Diary of a Network Geek

The trials and tribulations of a Certified Novell Engineer who's been stranded in Houston, Texas.

11/28/2008

National Day of Listening

Filed under: Advice from your Uncle Jim,Art,Criticism, Marginalia, and Notes,Deep Thoughts,Fun,News and Current Events,Personal,Things to Read — Posted by the Network Geek during the Hour of the Hare which is terribly early in the morning or 6:48 am for you boring, normal people.
The moon is a New Moon

I love stories and today is the National Day of Listening.

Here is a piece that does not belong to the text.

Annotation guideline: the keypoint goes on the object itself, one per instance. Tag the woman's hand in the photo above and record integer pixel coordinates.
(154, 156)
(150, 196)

One of the hardest things to explain to geeks on a helpdesk is that the everything they do is about people. It’s not about systems or networks or computers, but, rather, the people who use them. It’s amazing to me how many people don’t seem to get that. And, for me, people are about stories. The story of someone’s life can be a fascinating thing, if we just take the time to listen.

In my family, I’ve become my generation’s historian. I’ve collected the stories of all those relatives marching back into time and memory. I got them from both my parents and my paternal grandmother, who lived with us from the time I was born until she passed away when I was in college. All that time, I collected stories. I can tell you the story of my great-great-great grandfather who fought in the civil war after getting drunk and signed up by a recruiting agent. (But, since I’m in the South, I won’t tell you what side he fought for!) I can tell you about my great-grandfather who rode the rails with Hinky-Dink Kenna and Bathhouse John Kenzie, two of Chicago’s most notorious Aldermen. I can even tell you about how that same great-grandfather took my father to that Bathhouse John’s house of ill-repute and the “nice ladies” who doted on him while he was there on the porch.
But, many families have lost their stories. They don’t know their history. The National Day of Listening is meant to help keep that from happening to another generation. I saw this on LifeHacker first, but I’ve heard about the group running it, StoryCorps, on NPR. The idea is simple. Go find one of your older relatives and ask questions about their life. Interview them, if you will. And then, listen, and pass the story on. Go to the link and download the guide and then, do it. When you start collecting the stories of your family’s life, I think you’ll be glad you did. I hope so.


Advice from your Uncle Jim:
"Live truth instead of professing it."